Last Comment Bug 5938 - [FEATURE] Charset override is needed for mail (reminder)
: [FEATURE] Charset override is needed for mail (reminder)
Status: VERIFIED FIXED
[nsbeta2+][5/16]2 days
:
Product: MailNews Core
Classification: Components
Component: Internationalization (show other bugs)
: Trunk
: x86 Windows NT
: P3 normal (vote)
: M16
Assigned To: Scott MacGregor
: Katsuhiko Momoi
Mentors:
Depends on: 11965
Blocks: 35851 38645
  Show dependency treegraph
 
Reported: 1999-05-04 20:14 PDT by Katsuhiko Momoi
Modified: 2008-07-31 01:22 PDT (History)
7 users (show)
See Also:
Crash Signature:
(edit)
QA Whiteboard:
Iteration: ---
Points: ---


Attachments
zipped mbox which contains three japanese messages for override test (689 bytes, application/octet-stream)
2000-05-16 14:23 PDT, nhottanscp
no flags Details

Description Katsuhiko Momoi 1999-05-04 20:14:43 PDT
** Observed with 5/3/99 Win32 M5 candidate build **

I'm filing this bug as a reminder of what we need to do
for a future Milestone.

Currently, if we paste in Shift_JIS text into the mail
body using 5.0, it goes out in Shift_JIS. Netscape servers
will generally Base64 encode such mail. Here's what the headers
look like:

...
Content-Type: text/plain; charset=iso-2022-jp
Content-transfer encoding: base 64
X-MIME-Autoconverted: from 8-bit to base64 by netscape.com id TAA29656

(Then the B64'ed text follows..)

...

4.6 can display this kind of mail text but 5.0 cannot. Under 5.0,
this kind of message shows as a blank text body.

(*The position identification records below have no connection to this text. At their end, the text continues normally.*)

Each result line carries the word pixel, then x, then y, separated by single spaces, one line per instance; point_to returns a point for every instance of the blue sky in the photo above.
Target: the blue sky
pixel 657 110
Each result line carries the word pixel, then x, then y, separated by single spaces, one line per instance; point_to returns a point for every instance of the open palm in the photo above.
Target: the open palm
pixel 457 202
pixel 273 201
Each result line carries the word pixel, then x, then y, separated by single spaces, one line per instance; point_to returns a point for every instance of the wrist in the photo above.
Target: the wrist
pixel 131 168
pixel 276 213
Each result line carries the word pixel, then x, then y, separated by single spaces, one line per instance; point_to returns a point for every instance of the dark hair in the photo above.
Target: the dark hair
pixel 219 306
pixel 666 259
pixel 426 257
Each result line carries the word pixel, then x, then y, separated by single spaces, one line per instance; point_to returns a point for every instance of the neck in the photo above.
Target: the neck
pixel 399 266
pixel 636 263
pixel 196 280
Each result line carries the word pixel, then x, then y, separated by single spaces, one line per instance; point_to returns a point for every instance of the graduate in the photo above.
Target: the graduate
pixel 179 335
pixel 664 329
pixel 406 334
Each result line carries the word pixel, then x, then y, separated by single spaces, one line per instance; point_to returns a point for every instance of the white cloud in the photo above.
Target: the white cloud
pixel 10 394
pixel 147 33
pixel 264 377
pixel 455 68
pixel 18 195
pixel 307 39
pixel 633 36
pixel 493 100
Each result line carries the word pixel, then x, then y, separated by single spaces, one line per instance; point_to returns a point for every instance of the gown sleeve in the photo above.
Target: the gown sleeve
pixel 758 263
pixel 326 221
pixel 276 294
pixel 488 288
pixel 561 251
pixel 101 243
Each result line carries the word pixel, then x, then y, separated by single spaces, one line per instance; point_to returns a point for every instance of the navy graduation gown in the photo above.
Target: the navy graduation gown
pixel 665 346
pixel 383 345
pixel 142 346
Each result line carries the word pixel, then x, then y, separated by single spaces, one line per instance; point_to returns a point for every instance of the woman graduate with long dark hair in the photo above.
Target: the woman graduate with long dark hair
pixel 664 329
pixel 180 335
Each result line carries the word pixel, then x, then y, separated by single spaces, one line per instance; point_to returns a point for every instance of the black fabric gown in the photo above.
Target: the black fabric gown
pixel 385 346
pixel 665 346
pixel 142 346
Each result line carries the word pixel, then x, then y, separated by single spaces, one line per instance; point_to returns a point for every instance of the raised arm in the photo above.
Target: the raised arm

So, we have to assume something like the following.

1. We don't have Base64 decoder working for mail text.
2. We don't have a way to override the wrong charset tag even though
   we have Base 64 decoder working.

Since the Base64-encoded attachment without charset label can
be displayed currently with 5.0, it's more likely #2 we are
looking at.

In any case, since nhotta seems to have a plan for the
mail charset override, I'm filing this bug as a reminder.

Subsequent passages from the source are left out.